Andrew Branch, chief business development officer, said Paradies, the airport’s food and beverage provider, has asked for an abatement from the financial targets it’s required to meet. The food and beverage shops in the airport have started cutting hours and staff and have transitioned to carry out only. With regard to rental car companies, Branch said a minimum annual guarantee it provides XNA would be adjusted based on contract terms. And before any changes would be made to their financial obligations to the airport, he said the board would need to vote on them.

XNA has established soft hiring freeze amid the outbreak, and only essential employees will be replaced. Burkes said XNA employees who can work remotely will be encouraged to do so.

Regarding rumors about whether the federal government would shut down domestic travel, Burkes explained to the board if flights are grounded, it would be an opportunity to complete projects. If it does happen, he said the grounding might take place between 14 and 60 days. The board in a future meeting might discuss possible projects the airport could complete. Burkes didn’t give any specific projects.

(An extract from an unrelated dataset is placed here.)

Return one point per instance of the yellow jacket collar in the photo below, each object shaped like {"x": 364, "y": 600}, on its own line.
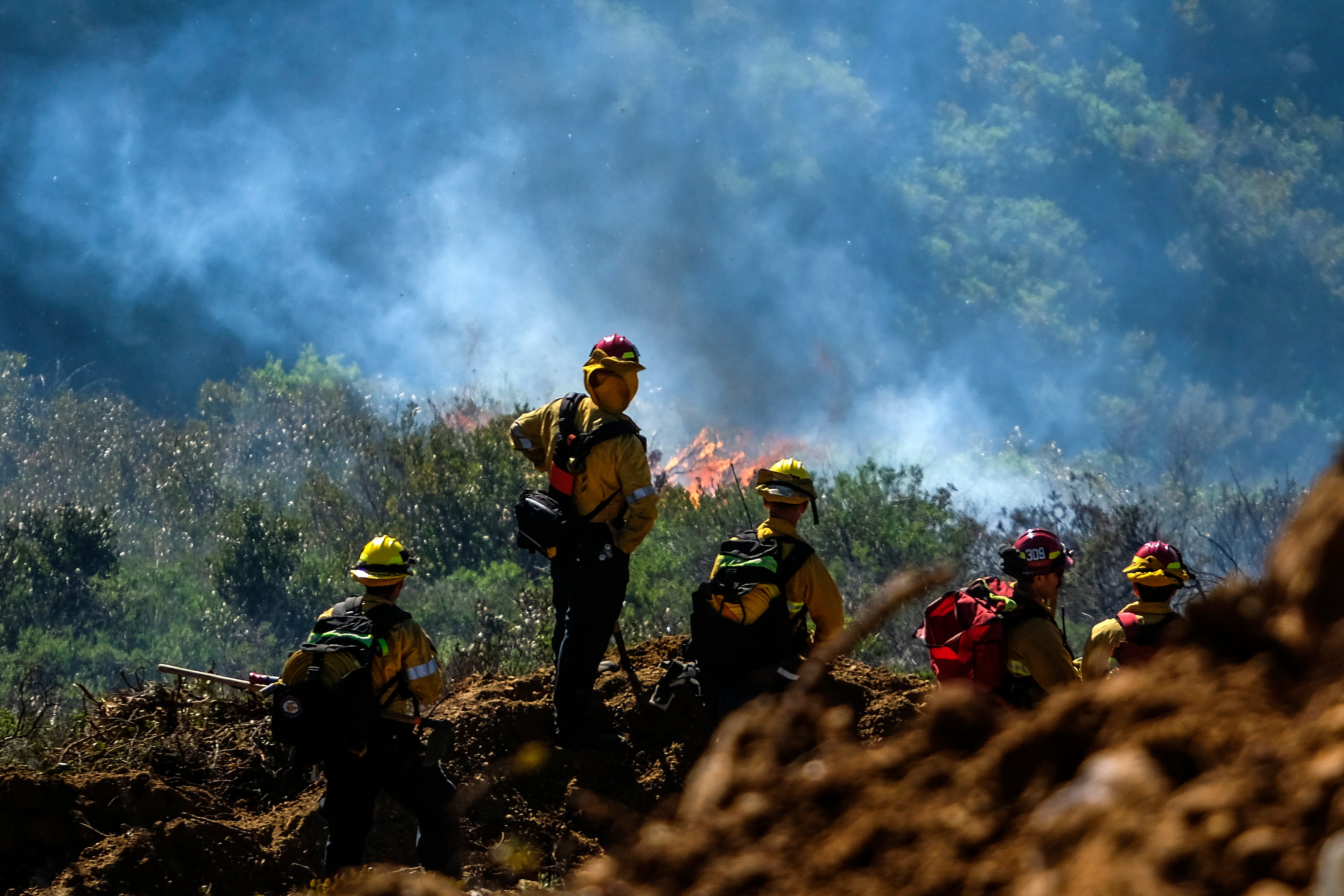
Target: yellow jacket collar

Burkes also noted moving ahead with the design for several capital projects, such as the connector bridge from the parking deck to the front of the terminal and for the bridge to the checkpoint area. He explained the design could be completed now, and after the virus outbreak ends, the airport might save money on construction costs and receive lower interest rates on loans.

On Wednesday, XNA board members approved design work for a $15.99 million project to connect the parking deck to the terminal with a 20-foot-wide pedestrian bridge. The 16,167-square-foot project would include an expansion to the terminal entrance, lobby, canopy leading to the parking lot and the enclosed bridge over the road in front of the existing entrance. It was one of three options board members considered after officials cited concerns with the cost of the original design. The original would have cost $28.02 million and be 43,941 square feet.

Also Wednesday, the board selected Fentress Architects to design the western concourse project. Fentress is expected to work with Hight Jackson Associates and Garver. Board members also approved to apply for a loan from a program of the U.S. Department of Agriculture. If approved, the loan would help pay for capital projects, such as the terminal improvements and western concourse expansion.